Generalized Exponentiated Gradient Algorithms Using the Euler Two-Parameter Logarithm
Andrzej Cichocki
TL;DR
This work addresses the rigidity of traditional exponentiated gradient methods by introducing a flexible Generalized Exponentiated Gradient (GEG) framework that leverages Mirror Descent with the two-parameter Euler $(a,b)$-logarithm as the link function. By deriving both unnormalized and normalized updates, and extending to bipolar weights, the method adapts to a wide range of data geometries through the hyperparameters $(a,b)$ and a learning rate, via deformed logarithms and exponentials.
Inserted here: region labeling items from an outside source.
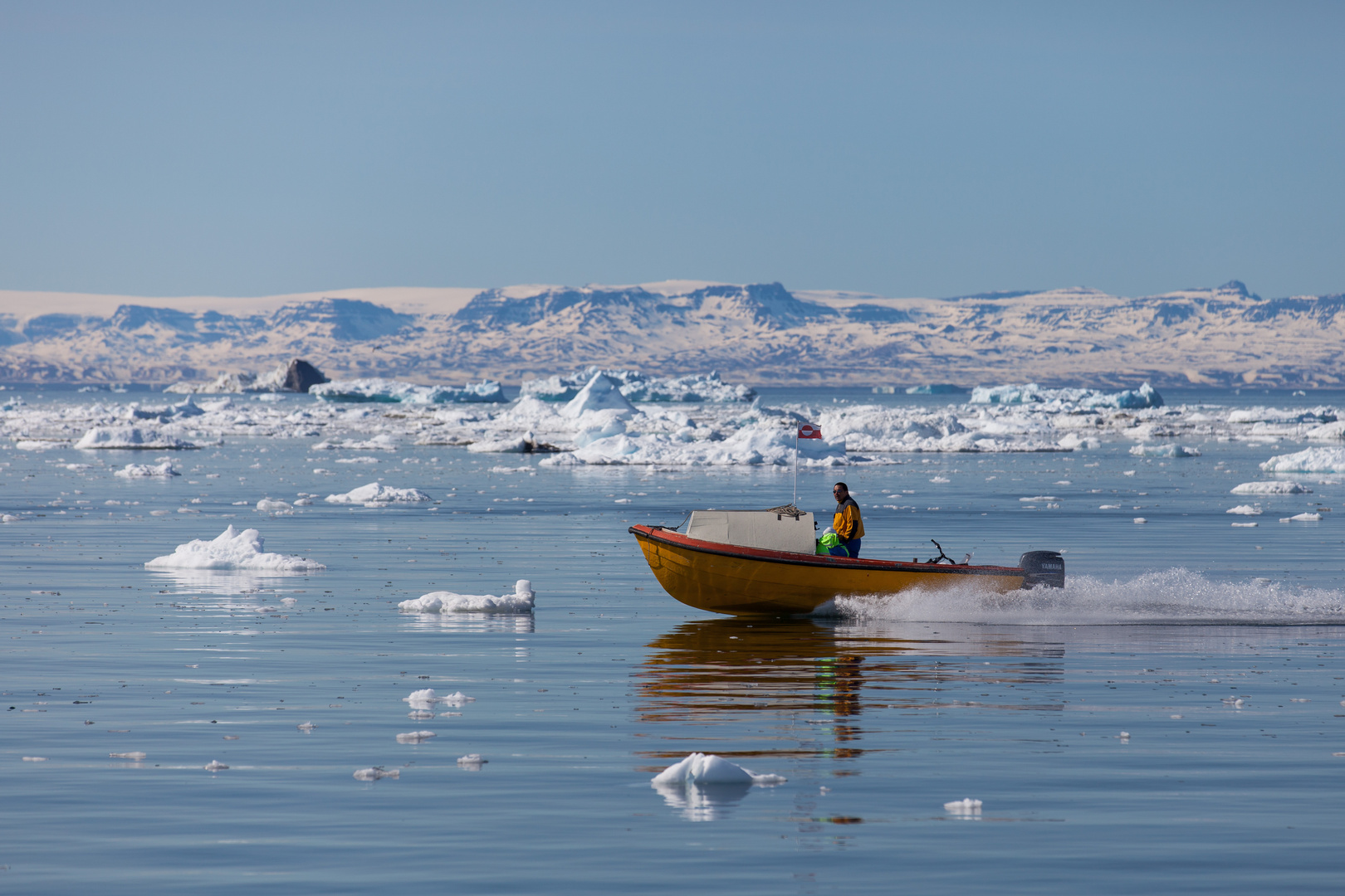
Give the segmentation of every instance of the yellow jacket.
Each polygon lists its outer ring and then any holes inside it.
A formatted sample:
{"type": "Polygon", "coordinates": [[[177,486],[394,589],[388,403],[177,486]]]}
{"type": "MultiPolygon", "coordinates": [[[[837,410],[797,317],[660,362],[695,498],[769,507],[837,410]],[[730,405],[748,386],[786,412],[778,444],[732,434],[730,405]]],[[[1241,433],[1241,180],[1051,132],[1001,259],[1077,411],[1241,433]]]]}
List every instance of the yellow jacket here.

The approach connects to a broad family of entropies (Amari, Tsallis, Abe, KLS) and provides practical update rules that reduce to standard EG in special cases, with potential benefits for sparsity, robustness, and nonnegative/ simplex-constrained optimization. The paper lays out the theoretical building blocks and outlines future work on convergence analysis and hyperparameter optimization for real-world AI applications.
Abstract
IIn this paper we propose and investigate a new class of Generalized Exponentiated Gradient (GEG) algorithms using Mirror Descent (MD) updates, and applying the Bregman divergence with a two--parameter deformation of the logarithm as a link function. This link function (referred here to as the Euler logarithm) is associated with a relatively wide class of trace--form entropies. In order to derive novel GEG/MD updates, we estimate a deformed exponential function, which closely approximates the inverse of the Euler two--parameter deformed logarithm. The characteristic shape and properties of the Euler logarithm and its inverse--deformed exponential functions, are tuned by two hyperparameters. By learning these hyperparameters, we can adapt to the distribution of training data and adjust them to achieve desired properties of gradient descent algorithms. In the literature, there exist nowadays more than fifty mathematically well-established entropic functionals and associated deformed logarithms, so it is impossible to investigate all of them in one research paper. Therefore, we focus here on a class of trace-form entropies and the associated deformed two--parameters logarithms.